“After all, you only find out who is swimming naked when the tide goes out.”
- Warren Buffett, 2001 letter to Berkshire Hathaway investors
When making the comment Mr. Buffett was speaking about insurance business in post 9/11 world and the very complex chains of reinsurers after reinsurers. “A single weak link can pose trouble for all”, he said. He might as well have been speaking (today) about investment banks or banking system in general.
As pointed out by many, subprime crisis might have been just a “prelude” to a much bigger crisis. As the “tide” is slowly going out more and more entities appear to have been “swimming naked”. Not just banks, but entire countries. Many countries were heavy on debt even before the crisis. Now all eyes are on Greece, but the deficit & debt problem is far more widespread than that.

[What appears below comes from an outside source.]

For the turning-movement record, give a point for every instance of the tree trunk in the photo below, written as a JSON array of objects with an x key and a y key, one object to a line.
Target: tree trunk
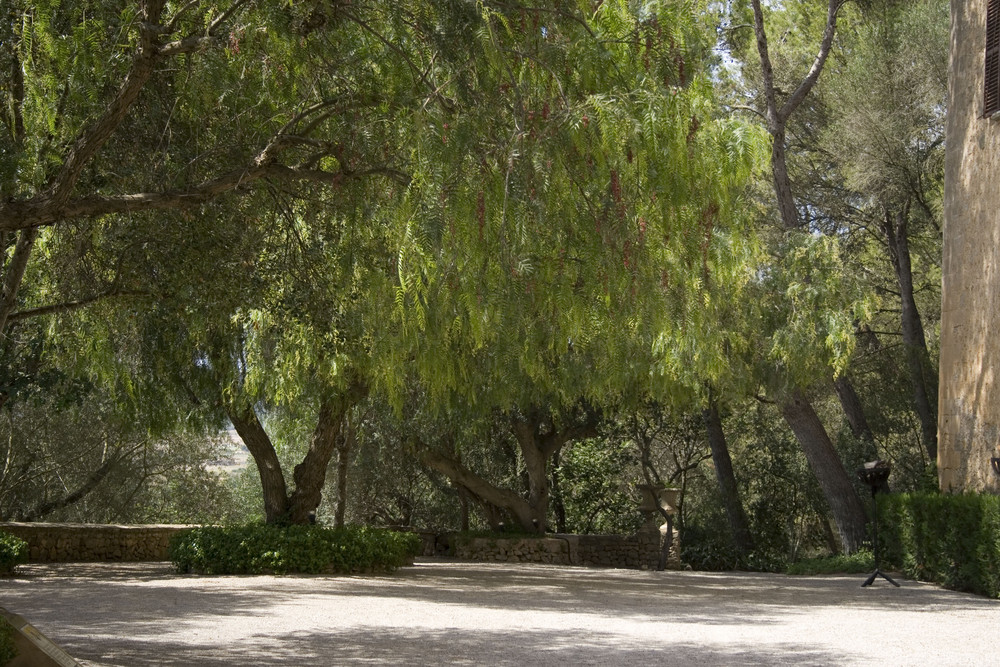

It is not just so called “PIIGS countries” (Portugal, Ireland, Italy, Greece and Spain) that may in for trouble. Also other European countries, Japan and USA have significant debt levels and budget deficits. Check out this chart.
In his recent article titled ”A Greek crisis is coming to America” Harvard professor Niall Ferguson painted a gloomy picture of a potentially rolling debt crisis. I was compelled to listen to “Moonlight sonata” by Beethoven while reading it. And that masterpiece has some pretty seriously sad and anticipating sound to it.
Basically Mr. Ferguson says that what we might be witnessing is a beginning of fiscal crisis of the whole western world far worse than what followed the subprime tsunami. To me the most striking claim was that the “US will never again run a balanced budget”. So I just had to look it up. And sure enough, CBO projects large deficits throughout 2020. What might make US situation even worse is anticipated second round of mortgage defaults.
Markets are nervous and who knows what might set of the next panic. Hopefully all this goes away as I’m still pretty heavily exposed to stock markets right now. In anticipation of some sort of recovery hiccup I have sold the riskiest assets that gained heavily in 2009 and reinvested to more defensive index funds and stocks.